Archive pour la catégorie ‘pytst’
pytst 1.18
I’ve just released pytst 1.18 which fixes a bug reported by Keith Davidson. The bug was in the scan method and appeared in some very specific yet totally mundane circumstances : if you scanned an input string of a very specific length with regard to the content of the tree, then the first scan would be ok, but the next ones not. This was something that was not in the unit tests and that managed to survive many years before being reported.
The code for the scan method (in tst.h) was one of the most complicated piece of code in this project, and I had quite a hard time figuring out what was happening. In the process, I began to realise that a rewrite would be necessary, so I cleaned the slate and entirely re-designed the algorithm, this time with careful planning.
While doing this, I realised that the old algorithm was much more wrong than I thought. There is a catch with the new algorithm, however : it has to do some backtracking. That is to say, in some condition, the algorithm has to go back and read again some part of the input string.
The old algorithm never had to look back – but the old algorithm would miss some matches, if you had dictionary entries that included multiple smaller dictionary entries.
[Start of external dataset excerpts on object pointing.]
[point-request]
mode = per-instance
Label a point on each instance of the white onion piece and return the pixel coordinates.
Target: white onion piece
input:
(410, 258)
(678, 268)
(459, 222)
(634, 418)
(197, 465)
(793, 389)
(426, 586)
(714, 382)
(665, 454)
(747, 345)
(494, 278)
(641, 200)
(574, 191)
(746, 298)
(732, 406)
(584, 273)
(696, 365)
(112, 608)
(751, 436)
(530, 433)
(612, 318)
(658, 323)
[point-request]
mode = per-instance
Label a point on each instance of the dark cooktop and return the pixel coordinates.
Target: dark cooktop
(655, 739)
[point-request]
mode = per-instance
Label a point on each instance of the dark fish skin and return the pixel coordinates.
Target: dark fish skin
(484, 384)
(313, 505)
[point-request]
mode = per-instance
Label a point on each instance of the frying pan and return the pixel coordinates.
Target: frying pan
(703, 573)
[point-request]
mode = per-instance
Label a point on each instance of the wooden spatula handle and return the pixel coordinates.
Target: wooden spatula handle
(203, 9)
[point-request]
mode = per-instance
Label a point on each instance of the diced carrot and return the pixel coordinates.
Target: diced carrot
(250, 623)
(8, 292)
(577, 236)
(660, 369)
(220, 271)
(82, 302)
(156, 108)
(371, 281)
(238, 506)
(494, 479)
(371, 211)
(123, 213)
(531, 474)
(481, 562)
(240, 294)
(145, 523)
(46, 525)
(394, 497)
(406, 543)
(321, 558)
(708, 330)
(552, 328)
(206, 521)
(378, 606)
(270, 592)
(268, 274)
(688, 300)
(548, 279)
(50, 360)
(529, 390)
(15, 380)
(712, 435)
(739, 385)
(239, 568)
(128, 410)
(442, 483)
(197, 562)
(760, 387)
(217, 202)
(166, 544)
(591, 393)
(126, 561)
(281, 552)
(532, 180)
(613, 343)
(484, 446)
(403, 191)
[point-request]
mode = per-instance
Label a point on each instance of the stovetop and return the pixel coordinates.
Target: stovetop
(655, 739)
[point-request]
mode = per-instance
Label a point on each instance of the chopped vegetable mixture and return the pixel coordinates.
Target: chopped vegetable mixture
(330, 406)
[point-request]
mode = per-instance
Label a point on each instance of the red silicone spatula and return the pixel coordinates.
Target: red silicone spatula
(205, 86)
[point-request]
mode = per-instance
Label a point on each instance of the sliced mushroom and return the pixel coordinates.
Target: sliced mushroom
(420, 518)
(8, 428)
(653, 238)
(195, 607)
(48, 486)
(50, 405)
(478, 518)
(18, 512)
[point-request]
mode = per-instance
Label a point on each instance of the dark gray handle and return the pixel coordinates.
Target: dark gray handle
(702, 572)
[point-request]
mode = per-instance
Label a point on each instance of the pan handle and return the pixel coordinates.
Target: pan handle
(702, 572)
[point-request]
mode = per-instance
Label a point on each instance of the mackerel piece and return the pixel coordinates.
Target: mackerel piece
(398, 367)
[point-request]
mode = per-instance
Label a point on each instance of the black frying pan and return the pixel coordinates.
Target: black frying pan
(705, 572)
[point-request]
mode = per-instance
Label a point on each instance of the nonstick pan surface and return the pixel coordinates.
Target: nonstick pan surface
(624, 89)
For example, in a dictionary with {'111','222','111222111'}, if you provided the input string '11122211' (notice the missing 1 at the end), then you would have a match on '111', then a non match on '22211'. The match on '222' would be missed.
For the moment, I prefer to release pytst 1.18 with an algorithm that is correct yet not optimal, and try to find a non-backtracking solution later. From my measurements, the impact on performance is around 10% but YMMV.
For the record, the new algorithm looks like this :
There is backtracking in to places : (J) and (K) where the input string index i is modified. To prevent backtracking, I have to find a way to analyse the tree so that I emit any match included in the current state then change to a proper state. It’s what Aho-Corasick is supposed to do, but I need to have a better look at it since I obviously got it wrong the first time.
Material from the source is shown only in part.